In Uncategorized on 01/28/2013 at 16:36

Kicking off T. C. Volume 140, B. V. Belk, Jr., and Harriet C. Belk learn from Judge Vasquez that a thing of beauty must not only be a joy forever, but must be the same thing of beauty forever, which means you can’t swap one thing of beauty with another. See 140 T. C. 1, filed 1/28/13.

BV Jr. and Harriet had a couple of hundred acres of North Carolina adjacent to, if not on top of, Old Smoky, which was held by Olde Sycamore, LLC, the membership interests of which BV Jr and Harriet owned 99% and 1%, respectively. BV Jr and Harriet subdivided the land and sold homesteads thereon, reserving 185 acres for a golf course, around and among which lay the homesteads in question.

Olde Sycamore wanted to subject the golf course to a Section 170(h) scenic easement, incidentally picking up a $10 million charitable deduction. See my blogpost “Valuable Consideration?” 10/3/12, for a similar gambit.

Olde Sycamore’s problem wasn’t the “ten dollars and other valuable consideration” boilerplate, but rather BV Jr and Harriet trying to play mix-and-match with the golf course.

Their deal with the fetchingly-named Smoky Mountains National Land Trust, n/k/a Southwest Regional Land Conservancy, a 501(c)(3) whose purpose was keeping unspoiled our national patrimony, included a provision allowing B V Jr. and Harriet to swap other land for the golf course, to which Smoky couldn’t unreasonably object, provided the conservation purpose was maintained.

The latter is designed to satisfy Section 170(h)(5) conservation purpose. But Judge Vasquez says that doesn’t satisfy the Section 170(h)(2)(C) perpetuity purpose. The two are separate. Section 170(h)(5) allows for a form of cy pres where changed circumstances make the originally donated property unsuitable for continued conservation purposes. But the property has to satisfy Section 170(h)(2)(C) to begin with, that is, subject to the restriction in perpetuity.

So the real issue is the Section 170(h)(2)(C) use requirement that a partial interest in real property must be restricted in perpetuity. And Judge Vasquez says this is a case of first impression, thus a Tax Court full-dress opinion is warranted.

Judge Vasquez: “Petitioners [BV Jr and Harriet] argue it does not matter that the conservation easement agreement permits substitution because it permits only substitutions that will not harm the conservation purposes of the conservation easement. However, as discussed above, the section 170(h)(5) requirement that the conservation purpose be protected in perpetuity is separate and distinct from the section 170(h)(2)(C) requirement that there be real property subject to a use restriction in perpetuity. Satisfying section 170(h)(5) does not necessarily affect whether there is a qualified real property interest. Section 170(h)(2), as well as the corresponding regulations and the legislative history, when defining qualified real property interest does not mention conservation purpose. There is nothing to suggest that section 170(h)(2)(C) should be read to mean that the restriction granted on the use which may be made of the real property does not need to be in perpetuity if the conservation purpose is protected.

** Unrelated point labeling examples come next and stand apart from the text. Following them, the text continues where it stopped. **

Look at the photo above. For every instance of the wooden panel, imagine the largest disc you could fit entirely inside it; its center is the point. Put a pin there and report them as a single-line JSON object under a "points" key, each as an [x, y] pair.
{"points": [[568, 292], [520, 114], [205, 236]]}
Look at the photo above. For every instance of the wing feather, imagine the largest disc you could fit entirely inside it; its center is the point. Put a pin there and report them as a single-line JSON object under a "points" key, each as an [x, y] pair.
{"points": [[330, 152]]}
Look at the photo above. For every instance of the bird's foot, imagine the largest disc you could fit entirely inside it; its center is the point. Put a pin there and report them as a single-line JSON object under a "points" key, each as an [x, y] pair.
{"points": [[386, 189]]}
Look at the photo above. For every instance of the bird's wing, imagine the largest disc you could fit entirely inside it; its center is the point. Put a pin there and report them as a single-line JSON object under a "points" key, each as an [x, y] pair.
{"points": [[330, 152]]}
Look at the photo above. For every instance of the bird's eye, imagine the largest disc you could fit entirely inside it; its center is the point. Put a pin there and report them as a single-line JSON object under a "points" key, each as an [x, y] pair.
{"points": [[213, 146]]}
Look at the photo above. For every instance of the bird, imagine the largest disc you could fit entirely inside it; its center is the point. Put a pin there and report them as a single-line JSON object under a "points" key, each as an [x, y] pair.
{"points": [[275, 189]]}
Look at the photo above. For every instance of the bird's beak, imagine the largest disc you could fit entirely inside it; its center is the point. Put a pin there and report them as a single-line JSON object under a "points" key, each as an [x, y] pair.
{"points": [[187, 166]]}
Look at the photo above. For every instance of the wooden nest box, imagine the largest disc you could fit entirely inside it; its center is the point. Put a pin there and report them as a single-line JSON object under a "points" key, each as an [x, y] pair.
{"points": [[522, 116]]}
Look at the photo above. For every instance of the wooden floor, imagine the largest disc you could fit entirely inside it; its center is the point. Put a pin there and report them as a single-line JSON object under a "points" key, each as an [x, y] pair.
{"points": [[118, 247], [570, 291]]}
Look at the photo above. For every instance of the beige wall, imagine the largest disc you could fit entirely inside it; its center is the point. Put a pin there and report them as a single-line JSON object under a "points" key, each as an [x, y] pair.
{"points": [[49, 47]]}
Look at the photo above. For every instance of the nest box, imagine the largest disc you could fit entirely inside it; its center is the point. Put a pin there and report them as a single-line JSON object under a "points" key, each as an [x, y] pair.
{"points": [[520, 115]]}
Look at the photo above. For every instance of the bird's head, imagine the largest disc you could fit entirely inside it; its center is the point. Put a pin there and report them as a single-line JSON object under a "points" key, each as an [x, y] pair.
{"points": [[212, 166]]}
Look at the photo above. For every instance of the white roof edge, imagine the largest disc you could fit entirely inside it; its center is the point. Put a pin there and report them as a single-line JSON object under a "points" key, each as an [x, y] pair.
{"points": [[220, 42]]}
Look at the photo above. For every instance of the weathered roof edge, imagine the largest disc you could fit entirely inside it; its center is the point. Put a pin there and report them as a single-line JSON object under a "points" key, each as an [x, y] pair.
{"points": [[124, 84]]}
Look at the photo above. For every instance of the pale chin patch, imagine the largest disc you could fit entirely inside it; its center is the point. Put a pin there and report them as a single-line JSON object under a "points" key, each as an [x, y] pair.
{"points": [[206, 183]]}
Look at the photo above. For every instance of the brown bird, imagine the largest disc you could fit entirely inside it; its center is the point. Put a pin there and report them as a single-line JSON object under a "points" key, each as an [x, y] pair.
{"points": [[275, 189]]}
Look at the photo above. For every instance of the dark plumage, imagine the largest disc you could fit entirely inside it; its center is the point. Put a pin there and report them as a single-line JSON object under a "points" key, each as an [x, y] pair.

“We find it is immaterial that SMNLT must approve the substitutions. There is nothing in the Code, the regulations, or the legislative history to suggest that section 170(h)(2)(C) is to be read to require that the interest in property donated be a restriction on the use of the real property granted in perpetuity unless the parties agree otherwise. The requirements of section 170(h) apply even if taxpayers and qualified organizations wish to agree otherwise.” 140 T. C. 1, at pp. 19-20 (Footnote omitted).

So mixing-and-matching or swapping is out. And so is BV Jr’s and Harriet’s deduction.